Eppure la prima pagina racconta della guardia del corpo (privata) Lemmer che sta ristrutturando casa, e della chiamata del suo capo per offrirgli un incarico. Ripeto: non so come mai – forse il fatto che la storia sembra raccontata da Lemmer direttamente – ma il racconto mi ha preso subito. E poi, quando nel corso della storia, l’intreccio si è infittito, la “sete” di conoscere la fine si è accentuata.

Ovviamente della storia posso raccontare poco, onde evitare che vi riveli finali e passaggi importanti. Lemmer è una guardia del corpo che ha avuto alcuni problemi in passato, finendo anche in prigione. La direttrice di una agenzia di sicurezza personale (la Body Armour) lo vuole comunque fra i suoi dipendenti e gli affida vari incarichi che lui porta a termine senza problemi.

Però arriva alla Body Armour una certa Emma Le Roux che dice di essere stata aggredita. Vuole una guardia del corpo per una settimana, finché non chiarisce una vicenda sospesa da oltre 20 anni: la presunta morte di suo fratello (o meglio: la scomparsa, in quanto non si è mai ritrovato il corpo).

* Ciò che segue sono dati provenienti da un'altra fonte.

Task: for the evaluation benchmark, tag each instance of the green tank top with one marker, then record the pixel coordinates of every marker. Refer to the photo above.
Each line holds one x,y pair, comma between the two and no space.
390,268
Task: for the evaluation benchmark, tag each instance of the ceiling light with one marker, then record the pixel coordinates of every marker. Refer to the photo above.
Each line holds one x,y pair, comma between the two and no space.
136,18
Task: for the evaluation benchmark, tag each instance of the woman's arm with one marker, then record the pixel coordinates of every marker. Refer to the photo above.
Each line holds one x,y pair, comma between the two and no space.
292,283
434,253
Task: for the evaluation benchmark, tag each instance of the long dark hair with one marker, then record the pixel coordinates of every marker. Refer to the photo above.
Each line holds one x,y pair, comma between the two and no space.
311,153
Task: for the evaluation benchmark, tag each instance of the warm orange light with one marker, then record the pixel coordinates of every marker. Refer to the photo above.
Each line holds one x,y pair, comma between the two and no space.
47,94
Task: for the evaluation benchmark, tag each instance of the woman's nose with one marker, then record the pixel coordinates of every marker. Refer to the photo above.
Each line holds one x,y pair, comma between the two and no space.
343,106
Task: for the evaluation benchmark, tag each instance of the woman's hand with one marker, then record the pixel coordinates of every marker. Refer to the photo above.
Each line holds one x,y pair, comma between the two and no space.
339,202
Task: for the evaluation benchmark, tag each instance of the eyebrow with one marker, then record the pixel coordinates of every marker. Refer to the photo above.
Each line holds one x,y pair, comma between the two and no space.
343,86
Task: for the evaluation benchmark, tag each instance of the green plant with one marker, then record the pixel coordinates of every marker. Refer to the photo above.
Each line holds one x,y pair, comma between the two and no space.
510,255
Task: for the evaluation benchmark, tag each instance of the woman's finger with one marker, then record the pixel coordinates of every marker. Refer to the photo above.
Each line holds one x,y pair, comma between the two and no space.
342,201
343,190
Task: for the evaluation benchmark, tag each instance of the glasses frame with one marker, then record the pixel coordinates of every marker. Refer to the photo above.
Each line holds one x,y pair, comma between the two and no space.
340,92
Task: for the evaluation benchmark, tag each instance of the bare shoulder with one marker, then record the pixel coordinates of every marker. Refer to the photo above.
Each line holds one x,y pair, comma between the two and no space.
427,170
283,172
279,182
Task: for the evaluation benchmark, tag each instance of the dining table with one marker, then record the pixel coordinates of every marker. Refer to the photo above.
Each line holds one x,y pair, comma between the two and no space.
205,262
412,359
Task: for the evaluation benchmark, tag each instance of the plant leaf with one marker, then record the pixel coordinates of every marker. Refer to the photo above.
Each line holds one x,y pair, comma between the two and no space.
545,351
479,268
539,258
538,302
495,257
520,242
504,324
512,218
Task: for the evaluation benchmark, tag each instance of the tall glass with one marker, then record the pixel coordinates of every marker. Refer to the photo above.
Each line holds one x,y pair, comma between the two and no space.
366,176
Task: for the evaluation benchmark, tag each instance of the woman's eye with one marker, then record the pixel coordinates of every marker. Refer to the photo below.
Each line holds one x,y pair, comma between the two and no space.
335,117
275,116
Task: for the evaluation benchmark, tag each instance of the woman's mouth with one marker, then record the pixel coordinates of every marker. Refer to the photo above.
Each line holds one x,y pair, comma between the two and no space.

Emma e Lemmer partono quindi per un viaggio nei luoghi del sudafrica dove ultimamente si sono svolte alcune vicende che vedono coinvolto una persona che Emma ritiene Jacobus, suo fratello. Il cognome è diverso, la faccia (vista al notiziario) non è proprio uguale a quella che ricorda lei, ma è convinta che si tratti di suo fratello. Convinzione rafforzata da due fatti. Pochi giorni dopo il notiziario in cui era stata mostrata la foto, Emma ha chiamato la polizia del luogo per avere maggiori informazioni ma senza scoprire niente: due giorni dopo, però, è stata aggredita a casa sua. E nel frattempo aveva ricevuto una telefonata, purtroppo disturbata, in cui una voce sconosciuta aveva parlato di suo fratello, ma a causa delle interferenze non aveva capito molto bene cosa la voce volesse comunicarle.

Lemmer non crede tanto ad Emma: la trova una bella ragazza, ricca, che vuol soddisfare alcune curiosità ma è convinto sia più per un rimorso di coscienza che per una vera ricerca della verità. Insomma: la asseconda ma crede poco che la faccenda dell’aggressione sia motivata dalla ricerca che sta compiendo.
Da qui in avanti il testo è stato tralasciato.